A 14-year-old boy named Wonder clambers out of the ocean and onto Durban’s South Beach, exhausted after hours of surfing, and collapses on the sand.
At the end of the day, he’ll return his surfboard to a nearby community center and then curl up on a downtown sidewalk to sleep.
Wonder is among a dozen young black boys taking to the waves every day through a community group called Umthombo, which is coaching street kids in surfing and other sports to keep them off the street while providing counseling to find more lasting solutions to their problems.
PHOTO: AFP
“When I’m surfing, I don’t sniff glue. I want to leave it behind,” Wonder said.
His parents have both died, and he ran away from his uncle’s home, where Wonder says he was beaten and often denied meals.
He says he’d rather live on the streets than return to his uncle. In his tattered wetsuit, he’s found a new identity. After a year of practice, he won second place in a local competition, scooping a trophy, a T-shirt and “a big bag of chips.”
Emma Sibilo, one of the social workers at Umthombo, said Wonder’s story is typical of the estimated 400 street kids in Durban. Most have turned to the streets after their parents died, or to escape abuse at home.
But life on the streets exposes them to drugs and often forces them into gangs that wage violent turf wars in the city, she said.
“Surfing takes them away from drugs. They go there, they become active, they get fit, meaning they engage in less anti-social behavior,” Sibilo said.
One of the smallest surfers is nine-year-old Khetho, who has spent most of his life on the streets. He sleeps with his three brothers on the sidewalk, has bounced in and out of temporary homes, but was mainly spending his time begging for money and sniffing glue.
Since he started surfing two years ago, he eats two meals a day at Umthombo and spends most of his days in the water.
“He used to sniff glue all the time, but now he barely uses it because he can’t surf properly when he sniffs,” said Tom Hewitt, who founded Umthombo in 1998.
“When he’s wearing a wetsuit, he’s not considered a street kid. People tell him how good he’s doing. He’s gone from being a nobody to being a somebody, in his mind,” Hewitt said.
Backed by private South African and British donors, Hewitt is expanding Umthombo’s center and hopes to eventually provide shelter where kids can sleep at night.
In the run-up to the World Cup, Durban is transforming its oceanfront into a modern new boardwalk that will link the stadium and its dramatic 106m arch to 5km of beaches, hotels and restaurants.
As part of the urban clean-up, street kids like Khetho say they’re being regularly rounded up and taken 40km outside the city to a spartan facility meant for adults, where they’re left with little supervision.

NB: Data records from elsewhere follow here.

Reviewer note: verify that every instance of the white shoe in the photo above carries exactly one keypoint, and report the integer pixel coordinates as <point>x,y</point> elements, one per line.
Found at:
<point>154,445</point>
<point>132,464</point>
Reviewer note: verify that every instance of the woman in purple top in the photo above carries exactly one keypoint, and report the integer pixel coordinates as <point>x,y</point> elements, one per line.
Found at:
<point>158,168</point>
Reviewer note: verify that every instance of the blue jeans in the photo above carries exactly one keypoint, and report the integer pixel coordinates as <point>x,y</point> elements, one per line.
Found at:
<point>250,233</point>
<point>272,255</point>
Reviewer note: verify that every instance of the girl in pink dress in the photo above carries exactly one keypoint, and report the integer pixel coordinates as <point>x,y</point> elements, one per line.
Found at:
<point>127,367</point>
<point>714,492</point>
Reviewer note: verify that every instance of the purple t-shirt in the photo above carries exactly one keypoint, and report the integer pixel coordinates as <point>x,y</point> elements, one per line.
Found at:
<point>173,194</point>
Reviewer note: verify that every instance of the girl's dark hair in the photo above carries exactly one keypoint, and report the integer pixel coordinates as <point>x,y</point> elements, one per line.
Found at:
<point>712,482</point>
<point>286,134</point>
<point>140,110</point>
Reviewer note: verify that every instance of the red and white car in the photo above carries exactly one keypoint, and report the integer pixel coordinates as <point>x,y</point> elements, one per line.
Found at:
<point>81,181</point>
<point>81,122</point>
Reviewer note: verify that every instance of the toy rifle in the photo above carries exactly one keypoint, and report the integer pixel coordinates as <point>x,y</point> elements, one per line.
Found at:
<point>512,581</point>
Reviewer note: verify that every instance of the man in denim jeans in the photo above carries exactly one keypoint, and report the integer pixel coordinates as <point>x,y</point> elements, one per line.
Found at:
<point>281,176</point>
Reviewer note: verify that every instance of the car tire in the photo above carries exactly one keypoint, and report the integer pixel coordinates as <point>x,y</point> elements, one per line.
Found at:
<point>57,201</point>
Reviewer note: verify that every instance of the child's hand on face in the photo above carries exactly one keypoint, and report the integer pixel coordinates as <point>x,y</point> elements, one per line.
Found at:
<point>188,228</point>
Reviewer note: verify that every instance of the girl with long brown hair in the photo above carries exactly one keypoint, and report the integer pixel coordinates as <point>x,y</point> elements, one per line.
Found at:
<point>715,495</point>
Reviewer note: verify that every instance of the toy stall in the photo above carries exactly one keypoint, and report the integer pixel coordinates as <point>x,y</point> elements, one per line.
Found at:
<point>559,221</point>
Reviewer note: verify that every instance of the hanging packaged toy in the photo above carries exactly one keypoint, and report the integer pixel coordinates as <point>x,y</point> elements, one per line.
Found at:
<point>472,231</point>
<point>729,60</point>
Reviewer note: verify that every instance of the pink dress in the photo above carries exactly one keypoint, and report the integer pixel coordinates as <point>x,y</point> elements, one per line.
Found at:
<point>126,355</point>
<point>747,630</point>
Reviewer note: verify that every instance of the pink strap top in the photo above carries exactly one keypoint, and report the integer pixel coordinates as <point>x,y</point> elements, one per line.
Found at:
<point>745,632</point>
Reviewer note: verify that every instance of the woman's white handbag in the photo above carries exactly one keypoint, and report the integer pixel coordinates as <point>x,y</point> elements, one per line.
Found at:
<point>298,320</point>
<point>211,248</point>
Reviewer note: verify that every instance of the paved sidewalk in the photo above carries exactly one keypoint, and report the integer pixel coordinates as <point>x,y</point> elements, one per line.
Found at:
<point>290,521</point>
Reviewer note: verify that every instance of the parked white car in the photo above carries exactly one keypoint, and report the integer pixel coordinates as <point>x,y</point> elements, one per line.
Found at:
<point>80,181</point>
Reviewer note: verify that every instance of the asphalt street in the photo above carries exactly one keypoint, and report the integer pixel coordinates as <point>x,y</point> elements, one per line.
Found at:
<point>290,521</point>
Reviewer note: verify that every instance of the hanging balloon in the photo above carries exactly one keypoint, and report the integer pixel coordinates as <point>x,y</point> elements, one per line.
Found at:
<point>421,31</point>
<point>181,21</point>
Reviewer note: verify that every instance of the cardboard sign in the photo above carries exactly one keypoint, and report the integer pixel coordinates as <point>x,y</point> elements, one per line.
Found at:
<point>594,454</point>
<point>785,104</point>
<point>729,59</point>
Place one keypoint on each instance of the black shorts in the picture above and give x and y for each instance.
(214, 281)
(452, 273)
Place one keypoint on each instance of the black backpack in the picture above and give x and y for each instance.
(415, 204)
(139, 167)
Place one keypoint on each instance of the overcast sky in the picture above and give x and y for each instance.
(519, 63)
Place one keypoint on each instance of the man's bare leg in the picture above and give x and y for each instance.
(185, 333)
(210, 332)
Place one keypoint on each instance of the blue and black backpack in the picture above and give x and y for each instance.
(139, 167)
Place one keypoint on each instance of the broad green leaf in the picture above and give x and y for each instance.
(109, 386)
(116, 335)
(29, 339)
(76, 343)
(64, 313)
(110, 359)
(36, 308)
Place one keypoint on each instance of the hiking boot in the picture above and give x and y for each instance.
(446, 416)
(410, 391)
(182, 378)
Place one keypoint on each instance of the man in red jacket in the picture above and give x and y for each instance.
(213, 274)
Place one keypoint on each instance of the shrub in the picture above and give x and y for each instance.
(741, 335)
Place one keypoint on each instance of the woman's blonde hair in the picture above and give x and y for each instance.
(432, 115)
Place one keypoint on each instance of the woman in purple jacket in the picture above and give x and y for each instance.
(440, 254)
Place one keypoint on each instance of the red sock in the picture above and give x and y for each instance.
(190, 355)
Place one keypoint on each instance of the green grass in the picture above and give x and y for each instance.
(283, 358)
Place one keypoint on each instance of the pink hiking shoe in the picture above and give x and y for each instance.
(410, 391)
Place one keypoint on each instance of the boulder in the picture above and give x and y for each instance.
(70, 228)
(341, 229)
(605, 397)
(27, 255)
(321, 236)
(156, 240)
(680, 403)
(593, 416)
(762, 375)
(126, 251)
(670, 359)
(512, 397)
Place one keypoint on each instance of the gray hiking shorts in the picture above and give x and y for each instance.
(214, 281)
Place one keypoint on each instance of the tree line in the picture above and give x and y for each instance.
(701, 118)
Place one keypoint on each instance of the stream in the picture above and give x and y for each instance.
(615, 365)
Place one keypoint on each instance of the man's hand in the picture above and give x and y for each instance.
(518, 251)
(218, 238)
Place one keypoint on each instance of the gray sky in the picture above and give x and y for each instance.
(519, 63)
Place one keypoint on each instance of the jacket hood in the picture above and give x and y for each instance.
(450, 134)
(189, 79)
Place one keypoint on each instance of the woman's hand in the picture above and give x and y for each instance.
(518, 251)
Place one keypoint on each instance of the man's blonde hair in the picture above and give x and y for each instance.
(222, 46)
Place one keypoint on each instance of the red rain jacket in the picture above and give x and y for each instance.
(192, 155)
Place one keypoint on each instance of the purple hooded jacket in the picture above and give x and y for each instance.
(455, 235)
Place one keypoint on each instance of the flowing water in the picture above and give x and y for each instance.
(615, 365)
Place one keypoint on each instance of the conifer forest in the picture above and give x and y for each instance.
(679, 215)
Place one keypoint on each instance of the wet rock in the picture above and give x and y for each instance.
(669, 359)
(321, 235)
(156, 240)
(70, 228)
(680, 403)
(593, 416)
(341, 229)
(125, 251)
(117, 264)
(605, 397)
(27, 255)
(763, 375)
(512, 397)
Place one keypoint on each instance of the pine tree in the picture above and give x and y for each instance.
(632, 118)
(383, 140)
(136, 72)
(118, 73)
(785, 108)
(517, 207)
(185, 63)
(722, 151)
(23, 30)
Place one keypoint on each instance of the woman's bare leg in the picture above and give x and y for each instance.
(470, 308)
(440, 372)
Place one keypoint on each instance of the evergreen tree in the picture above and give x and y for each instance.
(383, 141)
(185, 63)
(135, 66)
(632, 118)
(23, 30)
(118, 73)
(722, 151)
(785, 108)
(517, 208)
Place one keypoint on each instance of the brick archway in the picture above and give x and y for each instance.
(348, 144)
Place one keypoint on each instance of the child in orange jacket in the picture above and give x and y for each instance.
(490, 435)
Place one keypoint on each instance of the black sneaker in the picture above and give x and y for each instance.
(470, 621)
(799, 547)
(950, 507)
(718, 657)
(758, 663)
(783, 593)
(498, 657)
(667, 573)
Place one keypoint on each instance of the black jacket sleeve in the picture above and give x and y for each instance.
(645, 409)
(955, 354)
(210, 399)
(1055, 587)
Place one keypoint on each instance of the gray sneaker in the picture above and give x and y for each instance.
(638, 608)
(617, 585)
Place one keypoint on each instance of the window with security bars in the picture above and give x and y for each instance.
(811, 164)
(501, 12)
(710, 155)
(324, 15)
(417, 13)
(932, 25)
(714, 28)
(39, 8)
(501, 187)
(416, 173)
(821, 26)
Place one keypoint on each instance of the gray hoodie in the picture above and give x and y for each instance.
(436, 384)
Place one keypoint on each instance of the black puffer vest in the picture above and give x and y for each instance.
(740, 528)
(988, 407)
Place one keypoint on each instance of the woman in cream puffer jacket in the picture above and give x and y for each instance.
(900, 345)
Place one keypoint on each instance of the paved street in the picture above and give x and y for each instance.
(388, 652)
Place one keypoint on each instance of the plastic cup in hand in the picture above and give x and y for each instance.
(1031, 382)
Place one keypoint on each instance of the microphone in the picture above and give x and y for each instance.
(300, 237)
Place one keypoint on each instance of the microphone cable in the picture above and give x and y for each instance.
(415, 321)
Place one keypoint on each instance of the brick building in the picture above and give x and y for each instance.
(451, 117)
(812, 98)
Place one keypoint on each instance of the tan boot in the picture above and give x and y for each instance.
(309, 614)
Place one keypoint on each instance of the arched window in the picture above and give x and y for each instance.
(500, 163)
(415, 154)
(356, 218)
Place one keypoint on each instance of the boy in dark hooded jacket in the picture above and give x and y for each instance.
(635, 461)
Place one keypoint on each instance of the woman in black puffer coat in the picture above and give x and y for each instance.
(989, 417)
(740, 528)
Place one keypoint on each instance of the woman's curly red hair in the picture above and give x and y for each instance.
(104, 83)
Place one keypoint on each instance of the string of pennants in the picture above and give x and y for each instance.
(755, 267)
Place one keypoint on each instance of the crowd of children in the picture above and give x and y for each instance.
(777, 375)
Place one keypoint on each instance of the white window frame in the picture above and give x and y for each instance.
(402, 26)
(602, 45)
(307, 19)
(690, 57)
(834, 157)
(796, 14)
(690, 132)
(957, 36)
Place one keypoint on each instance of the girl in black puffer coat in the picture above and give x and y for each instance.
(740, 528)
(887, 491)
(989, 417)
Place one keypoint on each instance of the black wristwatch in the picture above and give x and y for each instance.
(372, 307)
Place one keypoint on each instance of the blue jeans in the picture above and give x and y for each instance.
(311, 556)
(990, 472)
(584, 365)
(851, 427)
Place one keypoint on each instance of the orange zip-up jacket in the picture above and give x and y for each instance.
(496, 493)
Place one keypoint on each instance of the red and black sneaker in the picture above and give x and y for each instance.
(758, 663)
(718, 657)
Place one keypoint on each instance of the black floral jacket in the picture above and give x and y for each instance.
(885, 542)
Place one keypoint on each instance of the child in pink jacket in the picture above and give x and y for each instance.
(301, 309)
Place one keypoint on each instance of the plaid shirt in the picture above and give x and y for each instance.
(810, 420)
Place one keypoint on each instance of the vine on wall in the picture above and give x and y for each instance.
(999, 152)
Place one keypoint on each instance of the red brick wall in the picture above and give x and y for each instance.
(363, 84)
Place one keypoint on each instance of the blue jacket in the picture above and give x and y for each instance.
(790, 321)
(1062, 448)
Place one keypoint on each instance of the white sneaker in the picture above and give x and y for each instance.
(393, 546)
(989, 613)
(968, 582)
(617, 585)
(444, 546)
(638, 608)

“There is a shelter, but it’s for cripple people and mad people. You can’t stay with mad people,” Khetho said, adding that he walked back to the beach after being taken there.
“We don’t stay where we don’t know. We stay where we know,” he said.
The city denies that it has a policy of rounding up street kids, but metro police say they have to take action when residents complain.
“We intervene only when there is a complaint and a crime,” police spokeswoman Joyce Khuzwayo said. “They sleep outside, in front of people’s house. At night, they become a problem. When there is an event, they go and watch. Sometimes, they steal money, bags at the beachfront. People complain.”
Still, Wonder says he’s been rounded up 15 times, and every time he’s come back. However, his treatment hasn’t put him off his dream, to one day become a policeman himself.
“They are not doing because they like to do it. They do it because their bosses make them,” he said.
For now, he sees surfing as his way off the streets, if he can win more competitions and attract companies to sponsor him.
“If you get a sponsor, you get money, you get clothes,” he said. “Everything, you can get.”